Dans le cadre de projets de reconstruction en Asie du Sud-Est et au Kosovo notamment, la Confédération a fourni au cours de ces dernières années une aide importante et justifiée. Considérant ces faits, je me permets de poser au Conseil fédéral les questions suivantes :
1. Du bois suisse a-t-il été utilisé à l'étranger pour les projets mentionnés ou des projets semblables et, si oui, dans quelles proportions ?
2. Le Conseil fédéral serait-il disposé à renforcer son aide à l'écoulement du bois par le biais de tels projets ?
3. Quelle est l'instance fédérale compétente en matière d'acquisition de matériel dans le cadre de telles opérations d'assistance, et comment les achats de bois que cette instance décide d'effectuer sont ils portés à la connaissance de l'économie forestière et de la sylviculture ?
Stellungnahme des Bundesrates
1. Une quantité limitée de bois suisse (environ 8000 mètres cubes de sciages) a été utilisée, à titre unique et exceptionnel, dans un projet ciblé de reconstruction réalisé par la Direction du développement et de la coopération (DDC) du DFAE dans la province du Kosovo à la suite de la tempête Lothar. Étant donné que la promotion des exportations ne relève pas de sa compétence, la DDC conditionne l'utilisation de surplus de bois suisse à une étude de faisabilité couvrant les aspects économiques (proportionnalité des frais de transport encourus), écologiques (adéquation de ces matériaux aux conditions prévalant sur place) et politiques (possibilité de développer les achats locaux et régionaux).
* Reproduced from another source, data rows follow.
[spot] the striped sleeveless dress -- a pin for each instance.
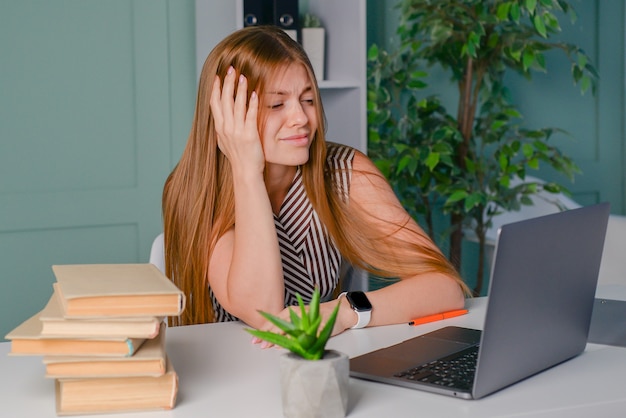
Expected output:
(310, 258)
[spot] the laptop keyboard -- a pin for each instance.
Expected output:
(456, 370)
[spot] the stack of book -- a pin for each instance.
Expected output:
(102, 338)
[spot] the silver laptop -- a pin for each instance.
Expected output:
(541, 296)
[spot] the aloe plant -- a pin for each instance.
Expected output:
(301, 335)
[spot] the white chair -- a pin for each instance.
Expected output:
(544, 203)
(157, 253)
(613, 265)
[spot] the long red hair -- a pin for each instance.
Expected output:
(198, 199)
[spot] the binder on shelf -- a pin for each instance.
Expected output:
(286, 16)
(281, 13)
(258, 12)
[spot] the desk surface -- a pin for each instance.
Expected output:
(223, 375)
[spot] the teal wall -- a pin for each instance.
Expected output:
(595, 124)
(96, 99)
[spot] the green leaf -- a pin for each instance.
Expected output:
(527, 150)
(540, 26)
(456, 196)
(325, 333)
(432, 160)
(528, 57)
(502, 12)
(530, 6)
(515, 12)
(280, 323)
(279, 340)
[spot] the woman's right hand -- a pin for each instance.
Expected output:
(236, 124)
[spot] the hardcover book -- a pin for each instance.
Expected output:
(149, 360)
(116, 394)
(26, 339)
(95, 290)
(54, 324)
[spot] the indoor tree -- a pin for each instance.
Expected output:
(466, 161)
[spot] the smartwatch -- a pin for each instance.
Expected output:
(361, 305)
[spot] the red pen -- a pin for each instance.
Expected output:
(438, 317)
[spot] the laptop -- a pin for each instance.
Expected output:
(541, 297)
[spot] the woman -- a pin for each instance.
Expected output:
(260, 207)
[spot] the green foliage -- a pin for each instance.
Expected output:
(311, 21)
(301, 335)
(466, 161)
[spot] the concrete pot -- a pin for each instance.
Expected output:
(315, 388)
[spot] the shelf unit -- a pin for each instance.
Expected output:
(344, 89)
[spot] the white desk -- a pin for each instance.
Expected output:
(223, 375)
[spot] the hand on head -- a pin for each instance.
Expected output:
(236, 121)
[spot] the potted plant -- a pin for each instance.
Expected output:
(314, 380)
(466, 162)
(313, 42)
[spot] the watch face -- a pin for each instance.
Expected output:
(359, 301)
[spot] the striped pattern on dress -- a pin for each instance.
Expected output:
(310, 258)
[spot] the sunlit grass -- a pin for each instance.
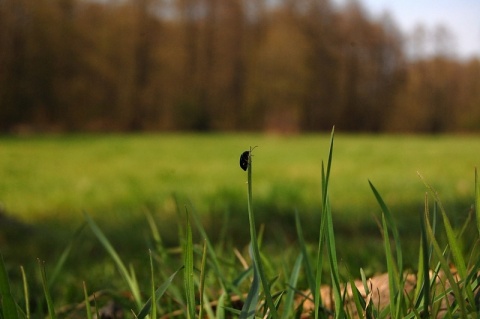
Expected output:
(63, 175)
(198, 276)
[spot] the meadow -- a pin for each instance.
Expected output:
(49, 183)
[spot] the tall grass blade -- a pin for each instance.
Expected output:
(458, 259)
(129, 279)
(322, 233)
(391, 223)
(48, 297)
(424, 270)
(158, 294)
(26, 293)
(446, 268)
(392, 272)
(88, 309)
(202, 278)
(188, 278)
(292, 283)
(9, 307)
(332, 256)
(250, 305)
(258, 265)
(477, 200)
(306, 260)
(153, 312)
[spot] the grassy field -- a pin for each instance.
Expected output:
(59, 177)
(49, 182)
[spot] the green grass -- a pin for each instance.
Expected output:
(199, 276)
(59, 176)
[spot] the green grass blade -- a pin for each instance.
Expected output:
(220, 314)
(477, 200)
(306, 260)
(288, 308)
(129, 279)
(250, 305)
(323, 229)
(255, 245)
(88, 309)
(391, 223)
(334, 272)
(202, 278)
(425, 277)
(457, 255)
(9, 307)
(48, 297)
(392, 273)
(158, 294)
(188, 278)
(153, 312)
(26, 293)
(446, 268)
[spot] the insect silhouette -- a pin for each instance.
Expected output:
(244, 160)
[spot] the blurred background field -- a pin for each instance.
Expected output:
(48, 182)
(135, 108)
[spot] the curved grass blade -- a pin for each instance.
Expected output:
(452, 241)
(202, 278)
(9, 307)
(303, 248)
(48, 297)
(188, 279)
(158, 294)
(26, 293)
(477, 200)
(323, 229)
(254, 244)
(292, 283)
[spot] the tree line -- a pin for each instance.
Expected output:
(226, 65)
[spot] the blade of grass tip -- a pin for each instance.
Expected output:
(477, 200)
(158, 294)
(26, 292)
(202, 278)
(452, 241)
(254, 242)
(391, 223)
(322, 233)
(360, 304)
(131, 282)
(220, 314)
(188, 270)
(392, 273)
(88, 309)
(332, 257)
(292, 283)
(303, 249)
(446, 268)
(9, 307)
(48, 297)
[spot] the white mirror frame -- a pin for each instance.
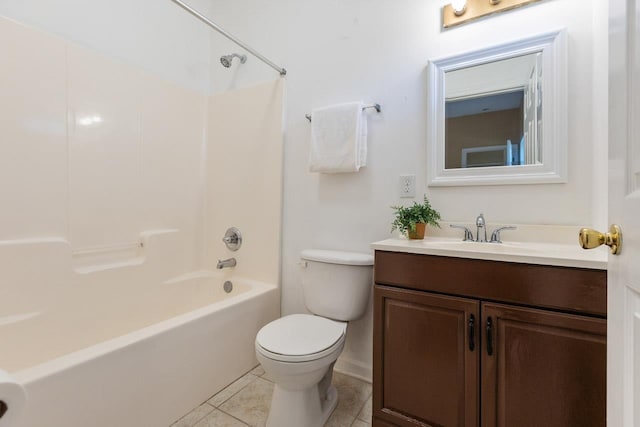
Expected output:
(553, 168)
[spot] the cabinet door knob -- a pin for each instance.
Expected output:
(472, 332)
(489, 337)
(590, 239)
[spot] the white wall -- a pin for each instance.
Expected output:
(96, 184)
(377, 51)
(155, 35)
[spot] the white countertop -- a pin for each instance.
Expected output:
(557, 254)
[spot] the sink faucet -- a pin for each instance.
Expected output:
(225, 263)
(495, 236)
(481, 225)
(468, 236)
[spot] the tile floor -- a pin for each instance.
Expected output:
(246, 403)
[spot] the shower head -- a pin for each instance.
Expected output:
(226, 60)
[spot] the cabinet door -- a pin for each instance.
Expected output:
(541, 368)
(426, 358)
2. Le Conseil fédéral est disposé à soutenir la réalisation de tels projets, dans la mesure du possible et suivant les critères énoncés plus haut.
3. La DDC, par l'entremise de son aide humanitaire, est responsable de la coordination des programmes de reconstruction de la Confédération à l'étranger à la suite de conflits et de catastrophes naturelles. Elle entretient depuis plusieurs années des contacts réguliers et étroits avec les milieux intéressés du secteur de l'économie forestière, de l'industrie du bois (p. ex. "Lignum, Economie suisse de bois") et de la formation professionnelle (p. ex. Haute école spécialisée de Bienne). La dernière réunion de ce type a eu lieu en décembre dernier.
De plus, sitôt après le "tsunami" qui a dévasté plusieurs pays d'Asie du Sud-Est le 26 décembre 2004, un expert en construction de bâtiments en bois a été dépêché sur place par les milieux privés suisses spécialisés pour étudier la possibilité de l'utilisation de bois suisse dans des projets de reconstruction en Indonésie (où il se trouve actuellement) et, éventuellement, au Sri Lanka. De son côté, la DDC décidera prochainement de son engagement dans les programmes de reconstruction de bâtiments privés et collectifs dans les pays les plus touchés par le "tsunami".